Additionally, several security-related analytics have emerged to help identify evolving threats. One of these is user and entity behavioral analytics, which reviews employee activity and how specific devices (such as laptops) are used. Activities that seem outside the norm can be early indicators of unauthorized access. Threat intelligence is also on the rise, collecting data from numerous sources such as the government, law enforcement feeds, private feeds and internal data. Combined, patterns and signals of suspicious activity can emerge and help teams stop attacks before the damage is done.
Sangster believes that security analytics will continue to evolve. “It’s more about regaining first move advantage, thinking like the adversary, and countering their moves before they make them,” he said. “Today, almost all security analytics are reactive. Tomorrow, they must become predictive.”
If there’s one thing that Sean Kamkar, head of data science at Zest AI wants you to know, it’s that AI will not lead to a robot takeover. “AI’s become almost a buzzword in pop culture that equates itself to something out of ‘The Terminator,’” Kamkar said. “In reality, it’s not scary. Artificial intelligence ‘learns’ generally in a controlled environment, with human oversight.”
For applications, such as Zest AI’s credit underwriting platform, AI-powered insights are heavily scrutinized and heavily regulated. Much of the advancements over the past decade have been from a subset of AI called machine learning, the predictive potential that can underpin many types of analytics.
“AI-powered analytics, fundamentally, is the benefit one gets from using better math and more data,” Kamkar explains. “ML models are more flexible in terms of the kinds of patterns they can identify.” By relying on more data, nuanced patterns can be identified, which ultimately enables better decision-making. “AI-powered insights offer better recommendations regarding how and where to market new products or target new customers,” Kamkar said.
For banks that are looking to leverage AI-powered analytics, Kamkar provided a few suggestions. The results of AI should be “real” for example — based on prior business outcomes — instead of conceptual. And the AI platform should be proven to improve the fairness of decision-making, alongside accuracy. Banks should also ask for model documentation to ensure that an AI platform meets compliance requirements.

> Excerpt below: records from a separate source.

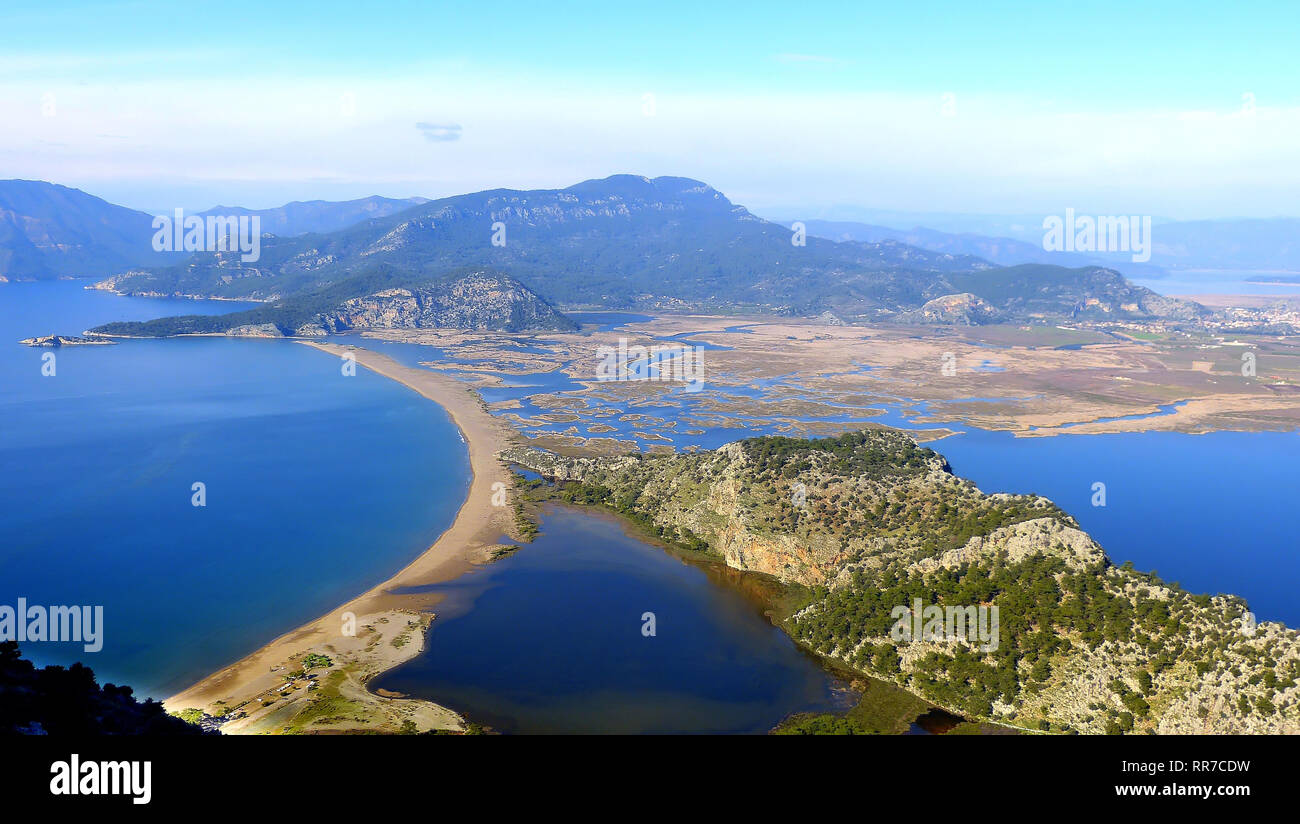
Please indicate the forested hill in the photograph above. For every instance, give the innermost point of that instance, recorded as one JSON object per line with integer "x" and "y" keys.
{"x": 870, "y": 521}
{"x": 468, "y": 299}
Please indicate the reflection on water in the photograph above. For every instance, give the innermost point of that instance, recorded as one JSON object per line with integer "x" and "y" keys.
{"x": 554, "y": 642}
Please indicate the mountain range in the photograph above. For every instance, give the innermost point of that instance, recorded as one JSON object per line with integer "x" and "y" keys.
{"x": 624, "y": 242}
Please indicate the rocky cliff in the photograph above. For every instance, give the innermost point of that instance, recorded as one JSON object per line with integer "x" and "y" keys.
{"x": 479, "y": 302}
{"x": 871, "y": 521}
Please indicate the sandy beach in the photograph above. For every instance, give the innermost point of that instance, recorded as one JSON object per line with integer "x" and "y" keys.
{"x": 386, "y": 628}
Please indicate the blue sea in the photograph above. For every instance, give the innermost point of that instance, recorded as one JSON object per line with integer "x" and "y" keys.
{"x": 317, "y": 485}
{"x": 320, "y": 486}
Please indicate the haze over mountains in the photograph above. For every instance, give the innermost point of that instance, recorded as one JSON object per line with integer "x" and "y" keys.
{"x": 624, "y": 242}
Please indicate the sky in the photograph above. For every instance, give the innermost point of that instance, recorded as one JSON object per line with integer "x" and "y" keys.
{"x": 1175, "y": 109}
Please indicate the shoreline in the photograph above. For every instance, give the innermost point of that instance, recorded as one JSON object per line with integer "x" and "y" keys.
{"x": 389, "y": 627}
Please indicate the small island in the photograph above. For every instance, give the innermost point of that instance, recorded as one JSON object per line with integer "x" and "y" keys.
{"x": 87, "y": 339}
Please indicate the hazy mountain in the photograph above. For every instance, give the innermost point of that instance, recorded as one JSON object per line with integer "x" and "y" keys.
{"x": 50, "y": 231}
{"x": 1240, "y": 243}
{"x": 1230, "y": 243}
{"x": 655, "y": 244}
{"x": 622, "y": 242}
{"x": 303, "y": 216}
{"x": 1001, "y": 251}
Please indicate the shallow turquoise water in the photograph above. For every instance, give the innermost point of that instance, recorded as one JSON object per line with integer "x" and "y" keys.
{"x": 551, "y": 640}
{"x": 317, "y": 485}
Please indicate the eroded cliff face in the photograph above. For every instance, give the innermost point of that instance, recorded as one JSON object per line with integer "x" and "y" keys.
{"x": 476, "y": 302}
{"x": 871, "y": 520}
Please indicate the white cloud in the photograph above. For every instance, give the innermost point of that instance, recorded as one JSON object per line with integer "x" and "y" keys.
{"x": 780, "y": 150}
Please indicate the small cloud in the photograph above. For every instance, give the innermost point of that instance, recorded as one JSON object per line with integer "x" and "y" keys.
{"x": 787, "y": 57}
{"x": 440, "y": 133}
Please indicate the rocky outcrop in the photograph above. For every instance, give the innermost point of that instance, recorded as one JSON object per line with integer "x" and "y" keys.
{"x": 963, "y": 309}
{"x": 479, "y": 302}
{"x": 870, "y": 521}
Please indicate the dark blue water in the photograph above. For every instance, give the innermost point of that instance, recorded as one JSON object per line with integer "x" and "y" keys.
{"x": 1213, "y": 512}
{"x": 317, "y": 485}
{"x": 550, "y": 640}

“With greater adoption, AI won’t be a topic to dispute in the boardroom,” predicts Kamkar. “AI will be leveraged to address key business problems.”
Closing the gaps in data
While these different types of analytics are powerful on their own, banks should also consider the next level: Combining data from more unified insights to provide even greater insights. If product and security don’t co-exist, for example, the analytics from each platform may not paint a complete picture. Creating a single source of truth and closing the loop on data should be a top priority.
And the reality is that making connections is an art as much as a science. The data is there, and the power comes from interpretation. While AI and predictive analytics can certainly help with that interpretation, the real results will come from asking, “What comes next?”